The rebel army is largely made up of young civilians and their fortunes have ebbed and flowed in the face of Qadhafi's better-armed and experienced troops.
The front line is now around Brega, about 230km by road southwest of Benghazi.
Their lack of training and military experience has been a concern not only to the rebel leadership but also to the foreign governments which have backed them with air strikes but are reluctant to commit ground troops to help topple Qadhafi.
The rebel leadership is making a concerted effort to improve matters. In the past week, there have been signs that former army officers were asserting more control over the often anarchic scenes at the frontline.
The recruits training at the Benghazi barracks were under the instruction of former army officers who had joined the rebel side, most of them coming out of retirement.
Fosi Al-Hado, a former marine commander in a slouch hat and camouflage uniform, said there little time to teach them a lot.
"We are training them with the weapons we have," he said. "Kalashnikovs, rockets launchers, machine guns. These are the only weapons that are available. We want long distance weapons, heavy artillery, missiles, to give us the advantage."
The training lasts a week and mostly covers weapons. Tactics will have to wait until later, said Hado, who said he had fought in conflicts in Uganda, Chad and Lebanon.
The best recruits are sent to the front but other fighters are needed to defend the city and strategic locations.
He said all the instructors were Libyan. No foreign personnel could be seen on the parade ground when Reuters visited the camp.
"We have no foreigners," Hado said. "We are all Libyans."
US and Egyptian soldiers have been reported to be training rebels in camps in east Libya but neither their governments nor the rebel leadership have confirmed this.
Groups of recruits sat in circles on the parade ground around rocket launchers and cannon, listening intently to the instructors.
"This goes in this hole here. Is that clear?" said one instructor putting the barrel of an anti-aircraft gun back together.

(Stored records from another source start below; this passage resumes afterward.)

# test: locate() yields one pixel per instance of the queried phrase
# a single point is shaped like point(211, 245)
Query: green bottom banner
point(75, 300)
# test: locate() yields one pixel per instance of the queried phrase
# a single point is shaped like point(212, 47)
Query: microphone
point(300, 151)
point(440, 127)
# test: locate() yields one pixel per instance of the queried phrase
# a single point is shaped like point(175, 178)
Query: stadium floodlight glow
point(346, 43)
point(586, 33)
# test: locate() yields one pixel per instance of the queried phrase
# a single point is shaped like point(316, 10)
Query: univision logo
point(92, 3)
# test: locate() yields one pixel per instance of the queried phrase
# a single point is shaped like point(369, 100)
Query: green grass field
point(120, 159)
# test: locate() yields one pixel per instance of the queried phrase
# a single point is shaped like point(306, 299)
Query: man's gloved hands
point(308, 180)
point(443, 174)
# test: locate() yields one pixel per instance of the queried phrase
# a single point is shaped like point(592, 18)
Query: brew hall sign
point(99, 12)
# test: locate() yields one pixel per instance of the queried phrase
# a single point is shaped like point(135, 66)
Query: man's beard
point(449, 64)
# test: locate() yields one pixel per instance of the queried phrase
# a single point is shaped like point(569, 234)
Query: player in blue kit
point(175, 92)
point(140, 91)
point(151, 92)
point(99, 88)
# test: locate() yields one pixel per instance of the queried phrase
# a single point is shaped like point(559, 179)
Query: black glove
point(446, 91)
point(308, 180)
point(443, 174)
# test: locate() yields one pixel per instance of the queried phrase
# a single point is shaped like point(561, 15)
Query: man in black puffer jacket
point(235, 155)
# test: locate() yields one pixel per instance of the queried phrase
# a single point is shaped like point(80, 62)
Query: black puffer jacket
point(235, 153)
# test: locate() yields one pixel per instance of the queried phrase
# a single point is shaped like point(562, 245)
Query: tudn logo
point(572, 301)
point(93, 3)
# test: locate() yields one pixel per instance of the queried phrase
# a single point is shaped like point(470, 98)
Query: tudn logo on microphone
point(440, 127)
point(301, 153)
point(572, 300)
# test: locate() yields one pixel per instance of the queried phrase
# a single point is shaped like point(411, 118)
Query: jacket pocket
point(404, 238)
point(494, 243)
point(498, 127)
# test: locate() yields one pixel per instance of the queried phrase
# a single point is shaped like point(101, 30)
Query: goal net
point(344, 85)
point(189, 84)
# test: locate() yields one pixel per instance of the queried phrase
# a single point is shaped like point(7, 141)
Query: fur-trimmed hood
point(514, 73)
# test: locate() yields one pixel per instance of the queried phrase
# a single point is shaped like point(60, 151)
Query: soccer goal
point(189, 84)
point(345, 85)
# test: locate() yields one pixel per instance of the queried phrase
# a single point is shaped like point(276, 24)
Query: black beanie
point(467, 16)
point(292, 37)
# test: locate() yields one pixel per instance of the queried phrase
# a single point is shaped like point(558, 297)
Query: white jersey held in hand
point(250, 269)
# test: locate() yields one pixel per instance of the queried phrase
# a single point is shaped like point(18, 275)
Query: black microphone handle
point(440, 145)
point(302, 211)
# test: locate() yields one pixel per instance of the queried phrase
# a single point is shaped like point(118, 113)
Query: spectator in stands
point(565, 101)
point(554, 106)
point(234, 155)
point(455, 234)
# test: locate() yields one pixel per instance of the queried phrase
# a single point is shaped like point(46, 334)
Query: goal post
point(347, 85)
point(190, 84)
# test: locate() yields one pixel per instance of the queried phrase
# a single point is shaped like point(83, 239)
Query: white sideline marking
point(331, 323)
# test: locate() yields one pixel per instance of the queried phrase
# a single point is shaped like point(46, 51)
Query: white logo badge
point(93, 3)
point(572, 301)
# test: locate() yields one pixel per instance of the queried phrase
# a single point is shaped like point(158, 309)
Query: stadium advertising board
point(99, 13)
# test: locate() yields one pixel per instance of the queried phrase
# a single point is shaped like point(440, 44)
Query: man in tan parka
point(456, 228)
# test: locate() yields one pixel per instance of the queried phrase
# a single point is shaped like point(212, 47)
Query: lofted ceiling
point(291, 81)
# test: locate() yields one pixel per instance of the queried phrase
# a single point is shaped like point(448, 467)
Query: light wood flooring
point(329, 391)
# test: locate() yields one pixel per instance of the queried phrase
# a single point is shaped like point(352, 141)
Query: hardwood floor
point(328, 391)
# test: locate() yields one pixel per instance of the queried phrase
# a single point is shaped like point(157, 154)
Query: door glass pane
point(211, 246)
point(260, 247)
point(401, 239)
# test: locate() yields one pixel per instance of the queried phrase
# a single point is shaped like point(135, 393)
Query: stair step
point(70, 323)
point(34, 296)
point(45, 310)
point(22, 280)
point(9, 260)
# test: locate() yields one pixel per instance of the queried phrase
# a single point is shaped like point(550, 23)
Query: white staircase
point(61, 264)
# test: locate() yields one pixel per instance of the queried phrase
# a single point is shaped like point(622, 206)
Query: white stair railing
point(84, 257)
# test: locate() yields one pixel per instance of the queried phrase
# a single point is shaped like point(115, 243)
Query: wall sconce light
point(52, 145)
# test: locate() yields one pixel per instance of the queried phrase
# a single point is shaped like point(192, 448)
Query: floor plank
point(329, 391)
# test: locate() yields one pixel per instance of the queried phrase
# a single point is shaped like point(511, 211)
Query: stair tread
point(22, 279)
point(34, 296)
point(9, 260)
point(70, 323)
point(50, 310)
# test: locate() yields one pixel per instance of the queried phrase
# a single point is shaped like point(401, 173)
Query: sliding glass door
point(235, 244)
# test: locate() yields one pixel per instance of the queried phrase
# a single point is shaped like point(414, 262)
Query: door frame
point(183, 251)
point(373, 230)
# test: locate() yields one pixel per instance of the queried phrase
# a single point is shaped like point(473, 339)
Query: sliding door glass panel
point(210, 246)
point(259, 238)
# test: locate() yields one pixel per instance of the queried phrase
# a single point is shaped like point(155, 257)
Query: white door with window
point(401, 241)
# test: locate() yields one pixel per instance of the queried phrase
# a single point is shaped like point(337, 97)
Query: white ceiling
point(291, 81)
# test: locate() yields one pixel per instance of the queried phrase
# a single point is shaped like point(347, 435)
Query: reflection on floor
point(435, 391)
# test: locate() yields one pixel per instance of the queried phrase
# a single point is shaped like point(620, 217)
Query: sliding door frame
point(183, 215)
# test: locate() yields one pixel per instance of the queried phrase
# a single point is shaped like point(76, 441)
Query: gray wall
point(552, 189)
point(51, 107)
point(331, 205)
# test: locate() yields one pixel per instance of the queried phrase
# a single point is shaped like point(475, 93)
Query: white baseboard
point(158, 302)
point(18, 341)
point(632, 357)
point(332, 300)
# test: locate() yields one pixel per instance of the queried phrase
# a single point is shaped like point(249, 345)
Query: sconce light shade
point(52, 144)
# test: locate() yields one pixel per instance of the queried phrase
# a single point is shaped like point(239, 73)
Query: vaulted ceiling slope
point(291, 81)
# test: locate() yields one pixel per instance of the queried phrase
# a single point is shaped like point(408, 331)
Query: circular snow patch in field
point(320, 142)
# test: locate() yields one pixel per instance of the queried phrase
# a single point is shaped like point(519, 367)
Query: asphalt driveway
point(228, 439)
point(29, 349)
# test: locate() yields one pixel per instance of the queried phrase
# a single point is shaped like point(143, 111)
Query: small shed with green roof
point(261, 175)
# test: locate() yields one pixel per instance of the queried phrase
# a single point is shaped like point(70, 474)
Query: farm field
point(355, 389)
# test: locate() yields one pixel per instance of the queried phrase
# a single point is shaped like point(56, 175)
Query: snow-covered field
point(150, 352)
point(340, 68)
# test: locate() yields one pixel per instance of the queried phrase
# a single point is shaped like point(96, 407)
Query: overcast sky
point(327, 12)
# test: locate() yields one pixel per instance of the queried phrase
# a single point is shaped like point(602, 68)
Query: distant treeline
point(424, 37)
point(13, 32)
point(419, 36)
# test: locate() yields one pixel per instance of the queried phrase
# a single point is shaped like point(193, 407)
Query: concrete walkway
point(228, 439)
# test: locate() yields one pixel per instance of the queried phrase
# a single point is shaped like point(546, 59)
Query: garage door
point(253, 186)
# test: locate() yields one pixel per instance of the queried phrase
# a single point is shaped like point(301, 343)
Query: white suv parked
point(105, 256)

"Yes," the recruits responded in a chorus.
Their numbers included students, doctors, businessmen and engineers as well as workers or unemployed people.
While Qadhafi is known for employing female bodyguards, there were no women fighters among the rebels, unlike in rebel armies in Nicaragua or Sri Lanka. They are assigned to other jobs in the revolutionary movement, an official said.
Hisham Mohamed, 32, a communication student, said he a personal reason for joining the fight.
"I've never had training before, never had a gun. I'm here because Qadhafi detained my brother. Since 1996. We don't know where he is or if he is still alive."
Because of this, he and his family were barred from getting government jobs, he said.
Commander Hado said it was likely to be a long and difficult fight.
"We have the will. We are fighting a professional army but we have God and right on our side. When Qadhafi goes, I'll go back to retirement."